Антонина собрала со стола салфетку, вытерла пятно от пакета и вышла из квартиры, не попрощавшись с Ларисой, потому что стучать в закрытую дверь — бесполезно, когда за ней стучат клавиши.
***
На следующий день Антонина пришла к школе в без двадцати три. Не к крыльцу — к скамейке за углом, откуда видно боковые ворота, но от крыльца её не разглядеть. Булочку не покупала.

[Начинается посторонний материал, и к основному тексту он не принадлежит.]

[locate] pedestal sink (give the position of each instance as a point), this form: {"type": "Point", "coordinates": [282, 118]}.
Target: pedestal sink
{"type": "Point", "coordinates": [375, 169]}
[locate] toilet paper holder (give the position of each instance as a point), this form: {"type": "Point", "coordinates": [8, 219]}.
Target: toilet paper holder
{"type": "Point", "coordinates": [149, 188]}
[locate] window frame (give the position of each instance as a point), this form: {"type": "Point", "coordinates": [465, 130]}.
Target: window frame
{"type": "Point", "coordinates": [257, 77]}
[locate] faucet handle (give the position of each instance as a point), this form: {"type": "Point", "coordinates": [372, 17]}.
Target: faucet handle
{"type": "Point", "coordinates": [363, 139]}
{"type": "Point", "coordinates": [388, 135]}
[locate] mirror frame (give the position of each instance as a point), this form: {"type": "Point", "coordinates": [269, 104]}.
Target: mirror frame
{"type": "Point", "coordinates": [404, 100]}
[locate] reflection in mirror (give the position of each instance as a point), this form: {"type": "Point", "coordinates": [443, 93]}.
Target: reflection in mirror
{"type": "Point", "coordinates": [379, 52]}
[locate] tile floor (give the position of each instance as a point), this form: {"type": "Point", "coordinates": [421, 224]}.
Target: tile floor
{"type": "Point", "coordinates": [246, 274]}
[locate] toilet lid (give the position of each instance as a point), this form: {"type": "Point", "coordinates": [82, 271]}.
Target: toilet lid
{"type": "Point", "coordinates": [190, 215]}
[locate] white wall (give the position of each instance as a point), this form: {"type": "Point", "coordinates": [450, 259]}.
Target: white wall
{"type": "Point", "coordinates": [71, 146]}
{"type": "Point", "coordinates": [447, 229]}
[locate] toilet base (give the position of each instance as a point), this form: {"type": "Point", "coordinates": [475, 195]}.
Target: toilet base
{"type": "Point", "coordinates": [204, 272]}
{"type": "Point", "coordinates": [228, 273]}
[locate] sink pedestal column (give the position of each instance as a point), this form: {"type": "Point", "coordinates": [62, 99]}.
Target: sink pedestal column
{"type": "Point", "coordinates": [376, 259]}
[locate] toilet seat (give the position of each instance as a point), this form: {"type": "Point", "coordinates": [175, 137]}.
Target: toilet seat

Сидела.
Бабушки со скамейки у входа разговаривали — до Антонины долетали обрывки: «мой в кружок ходит», «а моя на танцы». Антонина сидела одна, на другой скамейке, за углом, как будто её попросили отсесть.
Собственно, её и попросили.
Звонок зазвенел, из дверей хлынули голоса. Антонина привстала, чтобы видеть ворота.
Лёша вышел один. Без мальчишек. Огляделся — быстро, как будто проверял — и пошёл по тротуару. Антонину не увидел.
Она подождала, пока он отойдёт на полквартала, встала и пошла следом. Пальто застегнула до горла, потому что ветер поднялся, а шарф она забыла. Коричневая пуговица на рукаве была видна только ей — когда поднимала руку к воротнику.
Лёша шёл быстро. Антонина шла быстро. Колени ныли.
Через два квартала он свернул во двор пятиэтажки, прошёл мимо гаражей — и остановился. Стоял, смотрел на телефон. Антонина остановилась за гаражами, чтобы он не заметил.
Стояла так три минуты. Потом Лёша пошёл дальше, и Антонина пошла дальше, и так они дошли до подъезда, и Лёша зашёл, и Антонина подождала минуту и не зашла, потому что суп стоял в холодильнике со вчера, и завтра она принесёт новый.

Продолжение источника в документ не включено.